Paula Kahumbu est une spécialiste de la conservation de renommée mondiale qui travaille avec les éléphants depuis près de 30 ans. « Nous ne disposons pas d'informations suffisamment détaillées pour affirmer avec certitude que ce phénomène est dû aux pesticides utilisés dans les cultures », a déclaré Kahumbu.

« Certaines informations ont été rendues publiques, mais elles ne sont pas cohérentes. Ces éléphants doivent en ingérer une quantité énorme pour les tuer. »

D'autres experts, souhaitant garder l'anonymat, ont déclaré que la théorie des pesticides était incompatible avec le comportement des éléphants. Selon eux, les mâles sont plus susceptibles de piller les fermes car ils prennent généralement plus de risques que les femelles et les éléphanteaux. Or, parmi les 15 éléphants touchés, un seul était un mâle adulte.

Nina, la représentante des propriétaires terriens, a ajouté que, contrairement au dernier incident, les précédents cas d'empoisonnement dans les fermes avaient touché des zèbres et des antilopes, qui fréquentent les mêmes zones.

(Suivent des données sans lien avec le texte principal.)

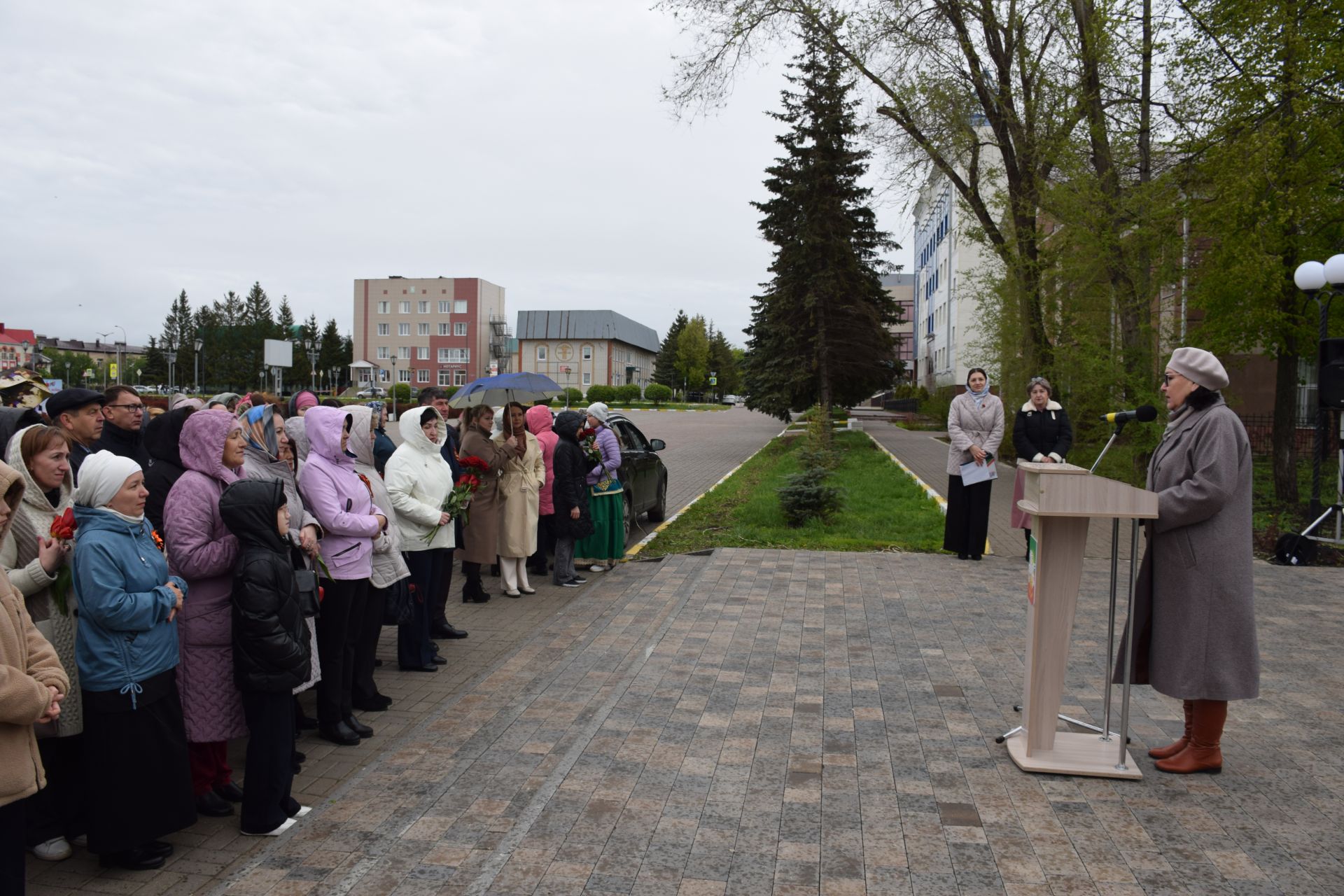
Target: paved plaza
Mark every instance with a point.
(773, 722)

« Comment le cyanure peut-il tuer les éléphants et laisser derrière lui les zèbres, les antilopes et les gnous, qui broutent ensemble ? » demanda Nina.

Les conflits entre l'homme et la faune sauvage persistent depuis des décennies dans les communautés proches des zones de conservation à travers le Kenya.

Stephen Michael, un producteur de tomates de Kimana, raconte que des éléphants et des girafes pillent parfois les exploitations agricoles de la région. « Des éléphants viennent régulièrement de Tsavo et d'Amboseli. Ils détruisent de nombreuses fermes, pas seulement la mienne », explique-t-il.

« La dernière fois que les éléphants sont venus, ils ont détruit les choux et les tomates. J'ai perdu pour près de 1 535 $ de choux. Sans compter les tomates. Je risque de pleurer si je fais le calcul. »

Frank Pope, directeur général de l'organisation de conservation Save the Elephants, a déclaré à la BBC que la pression exercée sur les éléphants d'Amboseli n'est plus uniquement liée à l'ivoire.

« C'est une question d'aménagement du territoire », a-t-il déclaré.

Les fermes et les gîtes touristiques empiètent de plus en plus sur les terres entourant le parc, autrefois fréquentées par les éléphants. Selon Pope, ce sont ces activités qui aggravent le conflit avec la faune sauvage.

« Les gens s'installent dans des zones où il y a suffisamment d'eau pour cultiver des plantes et des sols fertiles, et ce sont précisément ces zones que les éléphants ont tendance à fréquenter également. »

On ignore pour l'instant la cause exacte de la mort des éléphants. On craint que les éléphants survivants et les populations vivant à proximité ne soient toujours en danger.